We can obtain this information in different ways (we will see this in more detail in the final workshop):
The /etc/fstab file indicates the devices that are ready to be mounted on booting or the removable devices that may be mounted. Not all of the system devices will appear necessarily; only the ones that we want to appear when booting. We can mount the others upon demand using the mount command or remove them with umount.
mount command. This informs us of the file systems mounted at that moment (whether they are real devices or virtual file systems such as /proc). We may also obtain this information from the /etc/mtab file.
df -k command. This informs us of the storage file systems and allows us to verify the used space and available space. It's a basic command for controlling the available disk space.

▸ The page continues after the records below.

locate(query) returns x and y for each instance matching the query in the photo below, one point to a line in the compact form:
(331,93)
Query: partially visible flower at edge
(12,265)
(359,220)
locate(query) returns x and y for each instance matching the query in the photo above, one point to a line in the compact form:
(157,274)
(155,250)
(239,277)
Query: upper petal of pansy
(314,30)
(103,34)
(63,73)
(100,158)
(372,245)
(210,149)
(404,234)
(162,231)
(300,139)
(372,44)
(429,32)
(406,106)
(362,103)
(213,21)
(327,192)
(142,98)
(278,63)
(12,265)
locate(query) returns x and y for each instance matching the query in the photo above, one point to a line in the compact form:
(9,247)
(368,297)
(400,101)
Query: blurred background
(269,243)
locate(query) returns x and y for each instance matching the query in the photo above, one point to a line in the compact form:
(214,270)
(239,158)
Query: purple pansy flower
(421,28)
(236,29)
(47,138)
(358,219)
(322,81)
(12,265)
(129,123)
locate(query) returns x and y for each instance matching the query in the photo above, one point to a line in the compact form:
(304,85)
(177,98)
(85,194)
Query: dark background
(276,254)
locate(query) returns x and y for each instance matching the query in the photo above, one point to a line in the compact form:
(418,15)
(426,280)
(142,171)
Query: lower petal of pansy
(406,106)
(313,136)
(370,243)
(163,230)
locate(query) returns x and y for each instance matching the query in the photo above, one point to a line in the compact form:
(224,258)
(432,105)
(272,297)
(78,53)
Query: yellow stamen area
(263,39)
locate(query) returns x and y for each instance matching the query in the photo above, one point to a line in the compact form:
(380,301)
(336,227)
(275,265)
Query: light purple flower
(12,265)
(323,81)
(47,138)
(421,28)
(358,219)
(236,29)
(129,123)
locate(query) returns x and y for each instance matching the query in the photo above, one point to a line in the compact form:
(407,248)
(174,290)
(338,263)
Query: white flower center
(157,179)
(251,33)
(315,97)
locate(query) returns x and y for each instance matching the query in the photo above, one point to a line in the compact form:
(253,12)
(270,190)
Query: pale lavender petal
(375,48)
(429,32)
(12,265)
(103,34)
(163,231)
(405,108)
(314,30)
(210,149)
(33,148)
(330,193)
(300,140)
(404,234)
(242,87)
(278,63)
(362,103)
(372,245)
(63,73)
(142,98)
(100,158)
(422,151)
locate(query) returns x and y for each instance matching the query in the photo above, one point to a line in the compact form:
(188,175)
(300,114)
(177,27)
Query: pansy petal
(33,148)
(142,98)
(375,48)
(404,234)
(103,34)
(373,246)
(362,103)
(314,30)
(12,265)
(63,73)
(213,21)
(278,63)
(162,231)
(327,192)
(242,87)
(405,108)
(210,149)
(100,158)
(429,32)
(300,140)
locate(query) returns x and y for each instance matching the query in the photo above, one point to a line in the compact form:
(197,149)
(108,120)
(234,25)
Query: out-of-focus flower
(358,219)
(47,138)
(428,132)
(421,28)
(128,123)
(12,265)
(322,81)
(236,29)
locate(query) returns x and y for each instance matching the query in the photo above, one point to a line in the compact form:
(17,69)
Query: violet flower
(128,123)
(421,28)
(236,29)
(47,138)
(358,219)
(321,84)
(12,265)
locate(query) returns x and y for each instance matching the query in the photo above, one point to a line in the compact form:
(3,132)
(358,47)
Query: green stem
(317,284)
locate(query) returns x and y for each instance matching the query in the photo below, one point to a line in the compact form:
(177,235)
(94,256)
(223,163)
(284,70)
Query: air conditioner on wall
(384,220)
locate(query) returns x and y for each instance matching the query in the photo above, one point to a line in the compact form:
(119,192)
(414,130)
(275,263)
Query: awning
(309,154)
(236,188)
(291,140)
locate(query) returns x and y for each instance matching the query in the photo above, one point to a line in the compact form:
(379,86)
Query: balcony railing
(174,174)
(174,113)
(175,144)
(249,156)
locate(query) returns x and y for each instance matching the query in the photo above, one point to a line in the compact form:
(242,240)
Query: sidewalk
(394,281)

With regard to this last df -k command, one of our basic tasks as an administrator of the machine is to control the machine's resources and, in this case, the space available in the file systems used. These sizes have to be monitored fairly frequently to avoid a system crash; a file system must never be left at less than 10 or 15% (especially if it is the /), as there are many process daemons that are normally writing temporary information or logs, that may generate a large amount of information; a particular case is that of the core files that we have already mentioned and which can involve very large files (depending on the process). Normally, some precautions should be taken with regard to system hygiene if any situations of file system saturation are detected:
Eliminate old temporary files. The /tmp and /var/tmp directories tend to accumulate many files created by different users or applications. Some systems or distributions take automatic hygiene measures, such as clearing /tmp every time the system boots up.
Logs: avoiding excessive growth, according to the system configuration (for example, Syslogd), as the information generated by the messages can be very large. Normally, the system will have to be cleared regularly, when certain amounts of space are taken up and, in any case, if we need the information for subsequent analyses, backups can be made in removable devices. This process can be automated using cron scripts or using specialised tools such as logrotate.
There are other parts of the system that tend to grow a lot, such as: a) user core files: we can delete these periodically or eliminate their generation; b) the email system: stores all of the emails sent and received; we can ask the users to clean them out regularly or implement a quota system; c) the caches of the browsers or other applications: other elements that usually occupy a lot of space, which require regular clearing, are: d) the accounts of the users themselves: they may have quotas so that pre-established allocated spaces are not exceeded etc.